Total Energy at the surface of water = Total energy at the hole at 20 cm depth
P₁ + 1/2 ρ v₁² + ρ g h₁ = P₂ + 1/2 ρ v₂² + ρ g h₂
P₁ = P₂ = atmospheric pressure, g = 10 m/sec²
v₁ = 0 as the water at the surface is maintained stationary.
h₁ - h₂ = h = 20 cm = 0.20 m
So v₂ = √ (2gh) --- equation 1
Hence, v₂² = 2 * 0.20 g = 4 => v₂ = 2 m/sec
We find the range for the water particles with this speed horizontally directed and at a height of 0.40 meters above ground.
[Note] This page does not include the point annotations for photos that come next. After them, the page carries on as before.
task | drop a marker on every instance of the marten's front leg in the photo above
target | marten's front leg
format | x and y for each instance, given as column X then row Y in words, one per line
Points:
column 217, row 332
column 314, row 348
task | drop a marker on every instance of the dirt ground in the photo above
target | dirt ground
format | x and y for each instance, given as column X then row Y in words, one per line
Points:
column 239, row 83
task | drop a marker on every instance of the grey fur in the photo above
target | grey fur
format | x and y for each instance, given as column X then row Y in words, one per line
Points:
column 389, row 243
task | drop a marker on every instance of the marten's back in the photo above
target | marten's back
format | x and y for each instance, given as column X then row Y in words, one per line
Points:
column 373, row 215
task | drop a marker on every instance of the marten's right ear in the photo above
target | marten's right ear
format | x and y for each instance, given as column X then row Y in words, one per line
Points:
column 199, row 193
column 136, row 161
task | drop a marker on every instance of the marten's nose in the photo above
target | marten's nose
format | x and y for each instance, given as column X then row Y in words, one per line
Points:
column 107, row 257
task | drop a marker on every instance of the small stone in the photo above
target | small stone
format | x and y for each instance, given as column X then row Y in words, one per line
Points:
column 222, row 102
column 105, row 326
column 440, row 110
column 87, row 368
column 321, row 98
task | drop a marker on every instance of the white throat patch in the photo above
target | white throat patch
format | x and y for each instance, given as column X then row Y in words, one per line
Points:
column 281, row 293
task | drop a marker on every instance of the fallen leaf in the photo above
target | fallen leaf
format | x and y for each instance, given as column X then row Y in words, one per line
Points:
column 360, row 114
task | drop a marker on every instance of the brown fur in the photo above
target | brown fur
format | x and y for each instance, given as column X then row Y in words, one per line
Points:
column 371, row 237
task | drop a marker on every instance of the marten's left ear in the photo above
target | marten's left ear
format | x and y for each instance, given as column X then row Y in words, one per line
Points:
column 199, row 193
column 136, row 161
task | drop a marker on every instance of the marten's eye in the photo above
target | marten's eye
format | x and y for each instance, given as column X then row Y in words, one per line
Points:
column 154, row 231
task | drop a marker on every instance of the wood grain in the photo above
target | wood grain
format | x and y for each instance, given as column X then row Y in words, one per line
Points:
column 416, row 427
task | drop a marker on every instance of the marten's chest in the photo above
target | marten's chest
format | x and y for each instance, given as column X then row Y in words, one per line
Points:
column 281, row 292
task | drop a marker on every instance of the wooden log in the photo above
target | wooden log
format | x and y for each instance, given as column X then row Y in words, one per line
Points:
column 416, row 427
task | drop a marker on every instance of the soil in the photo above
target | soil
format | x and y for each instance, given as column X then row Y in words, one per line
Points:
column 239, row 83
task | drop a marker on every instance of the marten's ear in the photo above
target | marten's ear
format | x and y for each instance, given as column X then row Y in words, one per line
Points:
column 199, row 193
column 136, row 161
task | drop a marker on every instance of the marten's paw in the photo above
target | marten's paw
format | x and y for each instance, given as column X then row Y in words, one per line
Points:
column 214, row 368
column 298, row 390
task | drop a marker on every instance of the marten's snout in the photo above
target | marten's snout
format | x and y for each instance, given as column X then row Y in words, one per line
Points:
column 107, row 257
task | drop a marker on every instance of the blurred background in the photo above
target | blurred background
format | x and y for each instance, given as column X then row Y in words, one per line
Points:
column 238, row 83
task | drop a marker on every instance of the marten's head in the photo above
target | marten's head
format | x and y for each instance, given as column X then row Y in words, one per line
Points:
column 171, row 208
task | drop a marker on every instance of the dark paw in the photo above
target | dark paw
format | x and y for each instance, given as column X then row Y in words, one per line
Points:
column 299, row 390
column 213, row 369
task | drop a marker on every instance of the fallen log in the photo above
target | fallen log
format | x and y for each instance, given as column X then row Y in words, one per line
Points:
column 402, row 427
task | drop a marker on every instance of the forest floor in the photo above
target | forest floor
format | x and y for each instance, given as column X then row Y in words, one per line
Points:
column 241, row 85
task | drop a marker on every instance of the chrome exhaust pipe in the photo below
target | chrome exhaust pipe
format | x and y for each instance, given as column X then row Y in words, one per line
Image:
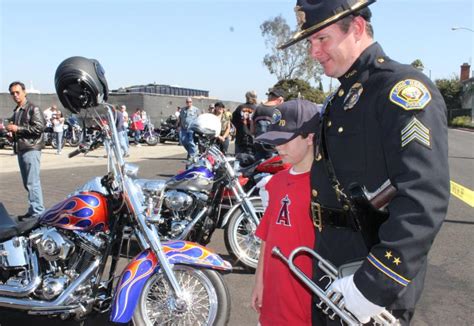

t = time to reach ground = √ (2 * 0.40 / g ) = 0.2 *√2 sec
Range = v₂ t = 0.4 √2 meters
If h is the depth of hole from water surface, then v = √(2gh)
time to reach ground = t = √ [2*(0.60-h)/g ]
Then range R = v₂ t = 2 √[ h (60-h) ] = 0.4√2 --- equation 2
Range will be equal for h = 20cm, and h = 40 cm, as the product of h and (60-h) will be same. If you solve quadratic equation 2, we get the same.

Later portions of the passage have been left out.